Gold Member - I just used my 2 free clean and checks to get a body and lens ready for HS football season. The lens was received and shipped out the SAME Day. My 1DIV went the next day - I am closest to the Virginia CPS facility. I haven't yet but would like to check out the loaner program. When I first signed up (last fall) I got a bonus clean and check and the camera strap and a nice day planner. Day planner was kind of old school, but everything else about the program is great for $100.


----------



## canonian (Aug 14, 2012)

The Silver level used to be free and included a 20% discount but no free clean/checks and other items. They changed that (last year I believe) and now you get pretty much nothing.

For $100 the Gold is definitely worth it. A friend sent in a camera for really minor stuff which ended up being basically a clean/check and paid over $200 plus shipping. The Gold would have more than paid for that one trip. I really like the free strap too 

The Platinum is probably worth it only for those with a lot of gear and/or are really hard on it.

I'm a Gold member, btw.


----------



## instaimage (Aug 14, 2012)

Platinum member...

I think of it as insurance... and it's cheap insurance at that when you drop your camera from a low level on turf and it tweaks the lens mount in the body just a slight bit which causes the lens to mount "stiff"... that discount quickly makes up that "membership" amount. Free (which is really "included") shipping both directions... just recently sent the 300 2.8 and 400 2.8 in for the firmware update... as well as my 5D3 because the lens release pin in the mounting ring was stuck in the body... covered under warranty but shipping "included" overnight... So with these three shipments alone I would have been in the $150 range for shipping...

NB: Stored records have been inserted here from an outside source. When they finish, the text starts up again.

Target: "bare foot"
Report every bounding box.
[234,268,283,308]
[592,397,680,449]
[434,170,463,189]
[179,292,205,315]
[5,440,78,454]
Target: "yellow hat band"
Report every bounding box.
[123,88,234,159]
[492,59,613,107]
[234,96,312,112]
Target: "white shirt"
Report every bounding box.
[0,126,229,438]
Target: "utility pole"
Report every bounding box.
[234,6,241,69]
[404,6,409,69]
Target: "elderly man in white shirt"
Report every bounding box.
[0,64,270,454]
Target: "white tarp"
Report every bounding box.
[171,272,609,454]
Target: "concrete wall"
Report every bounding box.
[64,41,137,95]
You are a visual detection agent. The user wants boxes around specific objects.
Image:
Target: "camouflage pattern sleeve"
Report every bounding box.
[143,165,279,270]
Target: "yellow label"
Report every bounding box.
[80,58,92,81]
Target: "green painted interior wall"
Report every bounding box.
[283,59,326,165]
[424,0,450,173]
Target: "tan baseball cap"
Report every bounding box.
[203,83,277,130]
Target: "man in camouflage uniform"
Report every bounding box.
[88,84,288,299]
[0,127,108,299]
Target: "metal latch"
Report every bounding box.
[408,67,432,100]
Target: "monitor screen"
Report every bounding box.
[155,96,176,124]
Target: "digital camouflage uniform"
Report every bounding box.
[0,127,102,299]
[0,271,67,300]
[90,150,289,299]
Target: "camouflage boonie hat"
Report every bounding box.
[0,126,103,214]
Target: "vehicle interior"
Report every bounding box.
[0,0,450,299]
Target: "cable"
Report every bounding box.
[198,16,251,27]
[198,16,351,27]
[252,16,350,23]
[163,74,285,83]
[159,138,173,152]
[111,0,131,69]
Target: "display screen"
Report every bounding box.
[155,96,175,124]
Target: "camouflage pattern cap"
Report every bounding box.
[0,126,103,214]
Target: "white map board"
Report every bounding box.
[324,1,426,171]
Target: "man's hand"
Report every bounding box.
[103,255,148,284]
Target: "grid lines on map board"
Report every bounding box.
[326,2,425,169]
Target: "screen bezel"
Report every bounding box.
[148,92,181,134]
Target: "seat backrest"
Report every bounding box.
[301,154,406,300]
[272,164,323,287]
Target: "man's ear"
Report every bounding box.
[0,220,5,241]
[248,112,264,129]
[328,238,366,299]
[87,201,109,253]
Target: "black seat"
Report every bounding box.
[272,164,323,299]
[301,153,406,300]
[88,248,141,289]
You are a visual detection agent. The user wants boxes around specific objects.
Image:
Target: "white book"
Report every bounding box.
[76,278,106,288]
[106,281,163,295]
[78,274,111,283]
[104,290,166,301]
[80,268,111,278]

For me... "membership has it's privileges"... to use a catchy phrase...


----------



## jmanley (Aug 14, 2012)

I bit the bullet and dove in head first. New Platinum member here! ;D

I will have to send my i'm actually looking forward to sending in my EF-S 10-22 and my 70-200 2.8 IS. 

I'll report back once I get my member pack!

Keep the feedback coming, from the sounds of it lots of people are interested in the track record of CPS and the benefits.


----------



## M.ST (Aug 14, 2012)

I am a platin member from Canon Europe.

If you need the help badly, no one can help. If you report many errors (5D Mark III and 1D X) no update came up a few month ago.

If you need very quick answers in a day, write to Canon Thailand. If you want to buy something, forget many of the CPS-Dealers. I have better informations about products.

If you want to try something out that is not on the market, you need to have good contacts to the Canon headquarter in Japan.


----------